Abstract

e13094 Background: OS of pts with HR+ve/HER2-ve MBC has improved with CDK4/6i and endocrine therapy. Fulvestrant (FUL) works post progression on aromatase inhibitors in an endocrine resistant cohort. Ealcestrant (ELA) improves PFS compared to FUL in pts with an ESR1 mutation. This retrospective analysis looks at the trends in use of and associated outcome with FUL and ELA among pts with HR+ve/HER2-ve MBC. Methods: We utilized a federated network of de-identified health data representing approximately 135 million pt lives available through the TriNetX Research Network. We identified 14,387pts with HR+ve/HER2-ve MBC treated with endocrine therapy and CDK4/6i diagnosed between Nov 2018 - Nov 2023. OS was computed using the Kaplan Meier product limit method.

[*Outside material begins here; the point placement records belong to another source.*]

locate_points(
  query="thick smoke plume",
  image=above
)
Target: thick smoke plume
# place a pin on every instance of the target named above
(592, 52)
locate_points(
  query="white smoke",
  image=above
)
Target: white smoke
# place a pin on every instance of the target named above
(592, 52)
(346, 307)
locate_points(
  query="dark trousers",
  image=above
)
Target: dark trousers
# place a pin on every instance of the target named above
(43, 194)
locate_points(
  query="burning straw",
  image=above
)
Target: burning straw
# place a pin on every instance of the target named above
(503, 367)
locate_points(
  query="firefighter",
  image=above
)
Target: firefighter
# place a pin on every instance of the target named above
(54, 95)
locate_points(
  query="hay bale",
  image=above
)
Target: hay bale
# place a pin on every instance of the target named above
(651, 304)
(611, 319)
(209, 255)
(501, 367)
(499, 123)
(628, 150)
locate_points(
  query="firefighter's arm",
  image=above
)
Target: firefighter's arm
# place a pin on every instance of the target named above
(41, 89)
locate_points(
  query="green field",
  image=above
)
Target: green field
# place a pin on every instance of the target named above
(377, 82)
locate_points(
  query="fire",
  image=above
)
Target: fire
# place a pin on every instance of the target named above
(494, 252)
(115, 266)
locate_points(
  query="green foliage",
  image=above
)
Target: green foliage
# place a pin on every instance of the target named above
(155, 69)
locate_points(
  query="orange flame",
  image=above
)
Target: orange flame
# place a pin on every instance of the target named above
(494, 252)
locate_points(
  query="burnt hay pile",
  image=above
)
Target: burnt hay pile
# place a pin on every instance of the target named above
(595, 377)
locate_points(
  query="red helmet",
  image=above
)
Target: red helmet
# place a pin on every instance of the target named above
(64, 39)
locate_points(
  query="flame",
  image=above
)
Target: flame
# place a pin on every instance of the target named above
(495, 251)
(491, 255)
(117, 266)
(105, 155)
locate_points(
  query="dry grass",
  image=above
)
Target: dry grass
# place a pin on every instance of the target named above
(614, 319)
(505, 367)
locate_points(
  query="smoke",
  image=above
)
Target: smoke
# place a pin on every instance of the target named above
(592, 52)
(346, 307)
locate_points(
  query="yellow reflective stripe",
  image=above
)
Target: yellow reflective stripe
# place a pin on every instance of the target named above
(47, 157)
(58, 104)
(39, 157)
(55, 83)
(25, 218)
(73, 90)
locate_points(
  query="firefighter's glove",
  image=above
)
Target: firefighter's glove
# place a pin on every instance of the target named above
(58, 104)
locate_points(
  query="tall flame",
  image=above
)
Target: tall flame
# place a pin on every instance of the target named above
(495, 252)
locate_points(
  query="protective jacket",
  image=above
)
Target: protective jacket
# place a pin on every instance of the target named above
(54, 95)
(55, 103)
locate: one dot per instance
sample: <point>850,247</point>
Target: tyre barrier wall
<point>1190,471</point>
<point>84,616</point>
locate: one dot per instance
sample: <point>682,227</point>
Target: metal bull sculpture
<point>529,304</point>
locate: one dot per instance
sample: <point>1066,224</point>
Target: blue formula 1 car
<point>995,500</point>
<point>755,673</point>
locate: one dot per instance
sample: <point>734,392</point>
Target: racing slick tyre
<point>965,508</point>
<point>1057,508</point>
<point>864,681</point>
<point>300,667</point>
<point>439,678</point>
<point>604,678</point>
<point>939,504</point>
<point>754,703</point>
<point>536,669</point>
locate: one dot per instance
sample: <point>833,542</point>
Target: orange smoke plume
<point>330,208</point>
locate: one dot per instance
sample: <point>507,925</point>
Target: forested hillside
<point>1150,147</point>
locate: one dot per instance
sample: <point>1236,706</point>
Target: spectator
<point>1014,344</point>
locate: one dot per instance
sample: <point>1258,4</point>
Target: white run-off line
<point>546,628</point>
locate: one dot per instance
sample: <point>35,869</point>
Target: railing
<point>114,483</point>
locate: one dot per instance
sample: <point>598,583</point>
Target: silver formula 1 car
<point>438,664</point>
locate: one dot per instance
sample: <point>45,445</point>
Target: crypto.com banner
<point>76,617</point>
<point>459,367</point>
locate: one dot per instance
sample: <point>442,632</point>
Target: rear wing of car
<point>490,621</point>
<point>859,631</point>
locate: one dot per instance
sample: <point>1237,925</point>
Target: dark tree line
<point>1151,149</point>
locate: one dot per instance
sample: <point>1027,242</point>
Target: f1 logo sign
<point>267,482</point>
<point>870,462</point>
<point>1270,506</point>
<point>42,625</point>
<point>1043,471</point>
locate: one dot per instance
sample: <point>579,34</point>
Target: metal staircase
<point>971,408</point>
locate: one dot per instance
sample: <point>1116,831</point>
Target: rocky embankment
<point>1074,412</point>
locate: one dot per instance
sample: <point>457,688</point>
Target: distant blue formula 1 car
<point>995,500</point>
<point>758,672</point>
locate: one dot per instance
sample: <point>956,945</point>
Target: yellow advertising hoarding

Results: Mean age was 66 yrs. 5,736(39.9%) pts received FUL and 143(1%) pts ELA. In 2023 median time to use of FUL was 16m to 18m from metastases and median time to use of ELA decreased with time from 50m to 28m. Among pts who received ELA 65% received CDK4/6i for > 12m, 47% received FUL prior ELA, 7% received FUL after ELA. 5-yr OS of the whole cohort was 56.9%. 5-yr OS among pts who did and did not receive ELA was 85.4% and 60.0% respectively (HR 0.28, 95%CI 0.15-0.49, p<0.0001). 5-yr OS among pts who did and did not receive FUL w/o ELA was 61.5% and 60.9% respectively (HR 0.87, 95% CI 0.81-0.94, p<0.0001). 5-yr OS was 85.4% and 52.4% among pts who received ELA and FUL w/o ELA respectively (HR0.23, 95% CI0.14-0.41, p<0.0001). 5-yr OS was 88.7% and 67.9% among pts who received ELA and FUL w/o ELA respectively for > 3m (HR 0.29, 95% CI 0.05-1.145, p=0.11). Among pts who received CDK4/6i > 12m 5-yr OS was 86.0% and 64.9% among pts who received ELA and FUL w/o ELA respectively (HR 0.36, 95% 0.20-0.67, p = 0.0007). Among pts who received ELA 1-yr OS from the start of ELA was 86.0% and 33.3% among pts who received CDK4/6i>12m and < 12m respectively (p=0.72). Conclusions: To our knowledge this is the first real world data set to show the efficacy of ELA among pts with HR+ve/HER2-ve MBC who had progressed on endocrine therapy and CDK4/6i. Our results show decreasing time to use of ELA with improved outcome compared to FUL especially among pts who received CDK4/6i for > 12m. We continue to collect data among pts who are receiving ELA and expect over 200pts at the time of the presentation.